Our system did not protect these eight innocent boys. Our system failed them, and we as a society are as much at fault as the perpetrator himself. According to a report by Prevent Child Abuse America,
“Sexual abuse of boys is common, underreported, under-recognized, and under-treated [emphasis added]. Sexual abuse of girls has been widely studied, leading to awareness of the risk factors and prevalence. Unfortunately, there have been relatively fewer studies done on sexual abuse of boys, leading to inadequate knowledge about the facts related to this topic.” This is absolutely unacceptable, especially in the United States of America.

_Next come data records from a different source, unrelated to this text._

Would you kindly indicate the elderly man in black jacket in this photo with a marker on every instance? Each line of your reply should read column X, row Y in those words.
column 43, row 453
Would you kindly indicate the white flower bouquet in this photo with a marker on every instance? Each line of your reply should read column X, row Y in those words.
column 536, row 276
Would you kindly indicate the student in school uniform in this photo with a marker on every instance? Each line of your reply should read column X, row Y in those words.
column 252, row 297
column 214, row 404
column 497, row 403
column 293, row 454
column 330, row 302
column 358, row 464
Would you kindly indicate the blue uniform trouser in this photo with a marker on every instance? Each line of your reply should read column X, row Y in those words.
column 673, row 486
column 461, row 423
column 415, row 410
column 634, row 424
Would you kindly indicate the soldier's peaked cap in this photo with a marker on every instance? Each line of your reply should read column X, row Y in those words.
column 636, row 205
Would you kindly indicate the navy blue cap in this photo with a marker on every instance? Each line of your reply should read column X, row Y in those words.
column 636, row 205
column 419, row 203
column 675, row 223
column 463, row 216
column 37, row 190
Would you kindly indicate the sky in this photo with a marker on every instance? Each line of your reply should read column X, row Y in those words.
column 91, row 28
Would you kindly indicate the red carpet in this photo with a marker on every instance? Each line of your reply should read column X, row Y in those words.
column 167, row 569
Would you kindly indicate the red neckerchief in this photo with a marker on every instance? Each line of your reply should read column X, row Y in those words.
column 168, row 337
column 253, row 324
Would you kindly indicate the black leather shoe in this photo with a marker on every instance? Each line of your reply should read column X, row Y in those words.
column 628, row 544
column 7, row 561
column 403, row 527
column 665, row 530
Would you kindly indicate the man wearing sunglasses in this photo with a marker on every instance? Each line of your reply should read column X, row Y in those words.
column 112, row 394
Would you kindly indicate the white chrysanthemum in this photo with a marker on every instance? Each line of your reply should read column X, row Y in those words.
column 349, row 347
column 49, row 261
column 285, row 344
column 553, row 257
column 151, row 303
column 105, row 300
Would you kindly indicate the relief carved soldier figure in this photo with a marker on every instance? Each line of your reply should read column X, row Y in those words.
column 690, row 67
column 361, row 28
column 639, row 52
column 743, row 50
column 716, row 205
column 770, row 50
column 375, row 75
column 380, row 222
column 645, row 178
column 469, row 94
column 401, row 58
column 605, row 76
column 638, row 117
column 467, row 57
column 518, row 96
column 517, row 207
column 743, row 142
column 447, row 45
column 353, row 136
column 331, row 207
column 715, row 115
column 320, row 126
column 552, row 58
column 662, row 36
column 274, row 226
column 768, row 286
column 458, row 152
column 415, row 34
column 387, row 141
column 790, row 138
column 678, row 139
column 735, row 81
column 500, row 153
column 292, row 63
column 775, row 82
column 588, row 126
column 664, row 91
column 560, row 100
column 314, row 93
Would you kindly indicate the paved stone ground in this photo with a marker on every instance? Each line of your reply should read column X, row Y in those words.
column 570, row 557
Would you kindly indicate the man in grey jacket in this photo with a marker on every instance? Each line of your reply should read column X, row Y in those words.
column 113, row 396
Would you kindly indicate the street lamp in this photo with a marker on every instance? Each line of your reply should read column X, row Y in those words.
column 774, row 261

The report by Prevent Child Abuse America goes on to say that,
“The outcomes of sexual abuse of boys can fall into three main categories: psychological distress (posttraumatic stress disorder, major depression, anxiety disorders, borderline personality disorder, antisocial personality disorder, paranoia, dissociation, somatization, bulimia, anger, aggressive behavior, poor self-image), substance abuse, and sexually related problems (sexual dysfunction, hypersexuality, sexually aggressive behavior, and confused sexual identity). These outcomes may lead to poor school performance, running away from home, and legal trouble. Studies have indicated that sexually abused boys and girls have significantly more emotional problems, behavioral problems, and suicidal thoughts and attempts than their non-abused counterparts. In addition, it seems that the experience of sexual abuse has more severe and complex consequences for boys than for girls in respect to emotional and behavioral problems (extreme use of alcohol and drugs, aggressive/criminal behavior, poor school performance, truancy, and sexual risk taking).”
There are those who argue that sex offenders, like Jerry Sandusky, can and should be rehabilitated. Some advocacy groups have gone as far as claiming that pedophilia is a mental disease. It certainly is a disease, but there is no therapy or medical cure for it. The only cure for pedophilia is prison or death. Victims deserve to know that their abusers will never again be able to harm anyone. Our focus should be on helping the victims, not on rehabilitating the monsters that prey on them.
This case will soon become part of the past. Society will move on – at least until the next scandal rocks the headlines – and the victims will just become part of the statistics, forced to deal with the abuse they suffered for the rest of their lives. We witness these sorts of atrocities time and time again. Another criminal slips through the cracks. Another innocent life is destroyed because others failed to intervene.
The first priority of any society should be the protection of its citizens, specifically its children. And yet, in this country, we see fit to ensure that criminals are taken care of and that their every need is met. What about the victims? Are we to just forget about them? If we continue to allow apathy to thrive within our midst, if we continue to turn a blind eye to the unmistakable flaws in our criminal justice system, if we continue to excuse away personal responsibility, if we continue to coddle criminals and ignore the victims, then may God have mercy on our souls.
Children are crying for our help. Don’t you think it’s time that we finally answered them?